To learn how to check the connection from the downstream device to the gateway, see Test the gateway connection.

To run the thermostat simulator on the leafdevice virtual machine:

  1. Use SSH to connect to and sign in on your leafdevice virtual machine.

  2. Download the Python sample to your home directory:

    cd ~
    wget https://raw.githubusercontent.com/Azure-Samples/iot-central-docs-samples/main/transparent-gateway-1-4/simple_thermostat.py
    
  3. Install the Azure IoT device Python module:

    sudo apt update
    sudo apt install python3-pip
    pip3 install azure.iot.device
    
  4. Set the environment variables to configure the sample. Replace {your device shared key} with the primary key of the thermostat1 you made a note of previously. These variables assume the name of the gateway virtual machine is edgegateway and the ID of the thermostat device is thermostat1:

    export IOTHUB_DEVICE_SECURITY_TYPE=connectionString
    export IOTHUB_DEVICE_CONNECTION_STRING="HostName=edgegateway;DeviceId=thermostat1;SharedAccessKey={your device shared key}"
    export IOTEDGE_ROOT_CA_CERT_PATH=~/azure-iot-test-only.root.ca.cert.pem
    

    Notice how the connection string uses the name of the gateway device and not the name of an IoT hub.

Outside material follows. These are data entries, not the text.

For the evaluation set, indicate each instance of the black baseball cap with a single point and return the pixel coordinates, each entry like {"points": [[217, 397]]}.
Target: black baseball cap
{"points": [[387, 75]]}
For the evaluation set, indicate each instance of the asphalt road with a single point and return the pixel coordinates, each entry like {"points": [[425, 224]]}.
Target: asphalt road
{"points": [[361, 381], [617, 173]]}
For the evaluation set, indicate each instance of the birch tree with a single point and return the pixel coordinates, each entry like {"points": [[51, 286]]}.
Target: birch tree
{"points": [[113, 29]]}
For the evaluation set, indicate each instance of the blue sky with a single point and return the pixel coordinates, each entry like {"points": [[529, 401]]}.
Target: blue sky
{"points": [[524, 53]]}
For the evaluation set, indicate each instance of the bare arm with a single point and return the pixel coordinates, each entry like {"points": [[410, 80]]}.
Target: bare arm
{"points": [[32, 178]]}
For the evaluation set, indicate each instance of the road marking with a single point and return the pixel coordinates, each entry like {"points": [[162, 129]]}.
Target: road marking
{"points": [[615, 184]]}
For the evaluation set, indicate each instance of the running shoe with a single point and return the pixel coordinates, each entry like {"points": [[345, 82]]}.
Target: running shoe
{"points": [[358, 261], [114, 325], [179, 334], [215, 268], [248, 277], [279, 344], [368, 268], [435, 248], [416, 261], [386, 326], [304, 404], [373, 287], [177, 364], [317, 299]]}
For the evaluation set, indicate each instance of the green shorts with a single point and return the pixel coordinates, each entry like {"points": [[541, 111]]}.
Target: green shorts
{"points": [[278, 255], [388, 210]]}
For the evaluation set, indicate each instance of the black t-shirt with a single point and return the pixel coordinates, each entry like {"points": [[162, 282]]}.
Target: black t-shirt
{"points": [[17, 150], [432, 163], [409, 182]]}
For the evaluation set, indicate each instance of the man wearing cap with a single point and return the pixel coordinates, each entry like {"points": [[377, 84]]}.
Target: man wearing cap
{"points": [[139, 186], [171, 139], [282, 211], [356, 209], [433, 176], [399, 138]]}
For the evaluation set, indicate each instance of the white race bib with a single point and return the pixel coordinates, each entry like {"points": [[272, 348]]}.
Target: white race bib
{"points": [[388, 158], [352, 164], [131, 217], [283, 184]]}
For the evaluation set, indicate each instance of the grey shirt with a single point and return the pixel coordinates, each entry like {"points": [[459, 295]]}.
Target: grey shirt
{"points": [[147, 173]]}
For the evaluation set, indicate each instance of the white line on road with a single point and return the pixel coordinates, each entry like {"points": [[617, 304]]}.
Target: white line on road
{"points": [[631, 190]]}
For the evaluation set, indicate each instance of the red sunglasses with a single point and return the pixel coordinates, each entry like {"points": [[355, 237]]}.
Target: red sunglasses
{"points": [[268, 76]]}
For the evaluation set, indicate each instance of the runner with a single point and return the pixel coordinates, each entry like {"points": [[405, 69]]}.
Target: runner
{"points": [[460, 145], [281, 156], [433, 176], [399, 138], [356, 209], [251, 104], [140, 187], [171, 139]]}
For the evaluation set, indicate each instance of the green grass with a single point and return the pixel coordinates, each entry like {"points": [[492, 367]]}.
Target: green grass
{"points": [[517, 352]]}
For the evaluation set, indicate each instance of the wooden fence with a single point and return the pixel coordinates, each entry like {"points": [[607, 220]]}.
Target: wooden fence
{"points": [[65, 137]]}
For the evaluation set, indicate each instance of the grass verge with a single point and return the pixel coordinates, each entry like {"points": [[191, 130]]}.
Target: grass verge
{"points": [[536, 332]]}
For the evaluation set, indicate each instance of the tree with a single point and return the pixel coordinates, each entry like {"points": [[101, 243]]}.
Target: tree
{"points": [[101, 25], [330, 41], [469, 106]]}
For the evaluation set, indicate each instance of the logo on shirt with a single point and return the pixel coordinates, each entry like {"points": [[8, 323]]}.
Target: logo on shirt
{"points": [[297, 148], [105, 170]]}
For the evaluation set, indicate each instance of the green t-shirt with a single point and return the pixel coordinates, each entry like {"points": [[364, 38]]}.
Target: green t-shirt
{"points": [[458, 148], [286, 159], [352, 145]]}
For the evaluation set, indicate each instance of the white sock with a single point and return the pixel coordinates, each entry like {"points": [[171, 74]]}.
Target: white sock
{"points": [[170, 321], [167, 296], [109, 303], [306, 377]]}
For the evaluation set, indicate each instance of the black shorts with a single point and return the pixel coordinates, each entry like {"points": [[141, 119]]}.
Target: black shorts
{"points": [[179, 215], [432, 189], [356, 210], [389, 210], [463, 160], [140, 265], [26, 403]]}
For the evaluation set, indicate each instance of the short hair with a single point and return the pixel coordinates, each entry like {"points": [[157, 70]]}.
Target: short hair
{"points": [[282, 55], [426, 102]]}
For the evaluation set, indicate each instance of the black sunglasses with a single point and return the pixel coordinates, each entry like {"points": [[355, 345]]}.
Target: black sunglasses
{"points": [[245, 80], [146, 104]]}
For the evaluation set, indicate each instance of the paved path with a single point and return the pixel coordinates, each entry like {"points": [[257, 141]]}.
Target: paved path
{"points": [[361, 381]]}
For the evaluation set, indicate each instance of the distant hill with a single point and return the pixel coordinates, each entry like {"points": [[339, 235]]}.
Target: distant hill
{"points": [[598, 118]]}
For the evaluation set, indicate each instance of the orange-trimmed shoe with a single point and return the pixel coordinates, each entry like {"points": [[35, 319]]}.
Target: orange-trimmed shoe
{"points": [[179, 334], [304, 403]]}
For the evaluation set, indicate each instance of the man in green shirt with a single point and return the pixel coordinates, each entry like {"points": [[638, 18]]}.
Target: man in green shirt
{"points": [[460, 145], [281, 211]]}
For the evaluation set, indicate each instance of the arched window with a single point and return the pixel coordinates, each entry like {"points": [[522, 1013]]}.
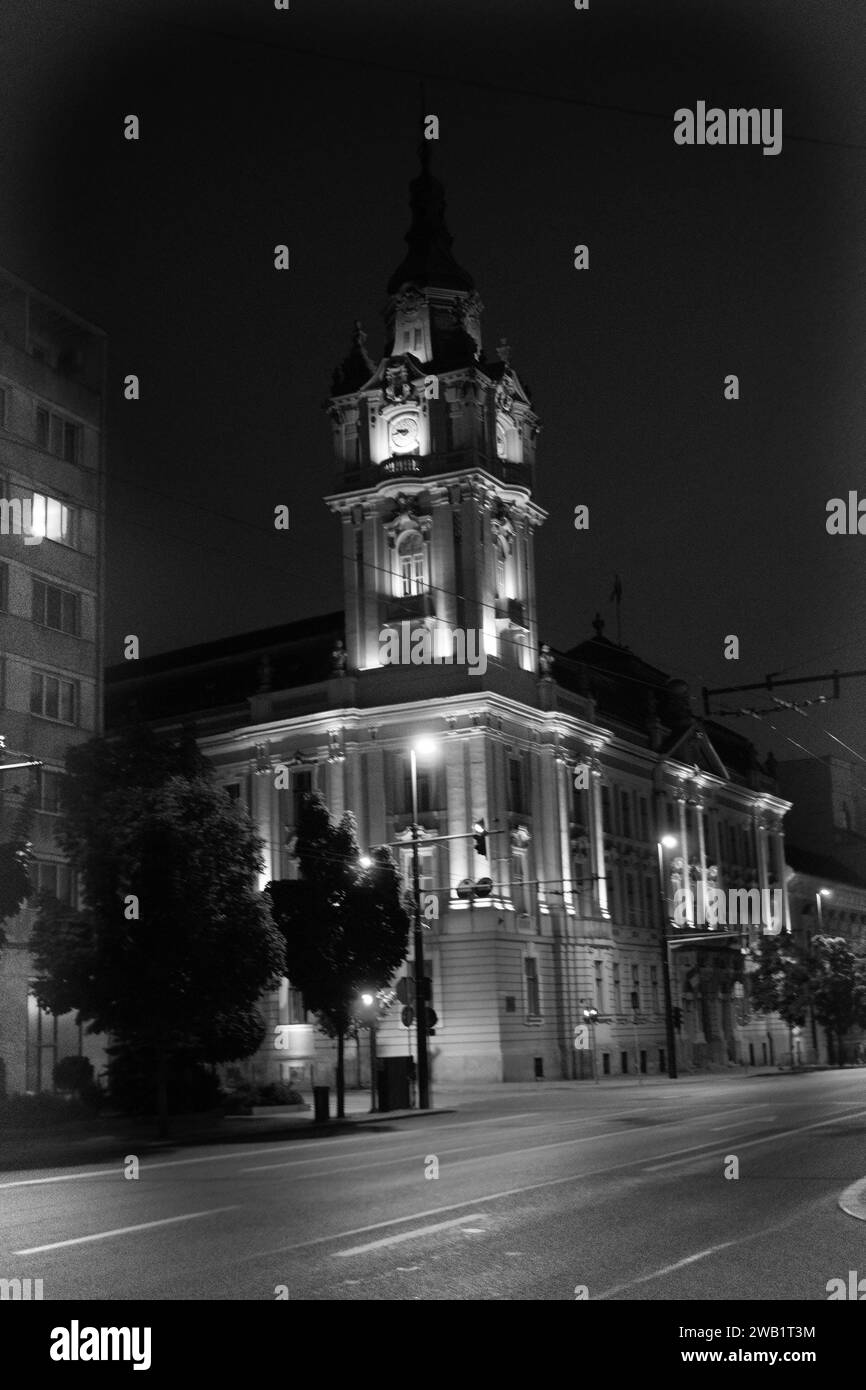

  5. To run the code, use the following command:

    python3 simple_thermostat.py
    

    The output from this command looks like:

    Connecting using Connection String HostName=edgegateway;DeviceId=thermostat1;SharedAccessKey={your device shared key}
    Listening for command requests and property updates
    Press Q to quit
    Sending telemetry for temperature
    Sent message
    Sent message
    Sent message
    ...
    

    Tip

    If you see an error when the downstream device tries to connect. Try re-running the device provisioning steps.

  6. To see the telemetry in IoT Central, navigate to the Overview page for the thermostat1 device:

    Screenshot showing telemetry from the downstream device.

    On the About page you can view property values sent from the downstream device, and on the Command page you can call commands on the downstream device.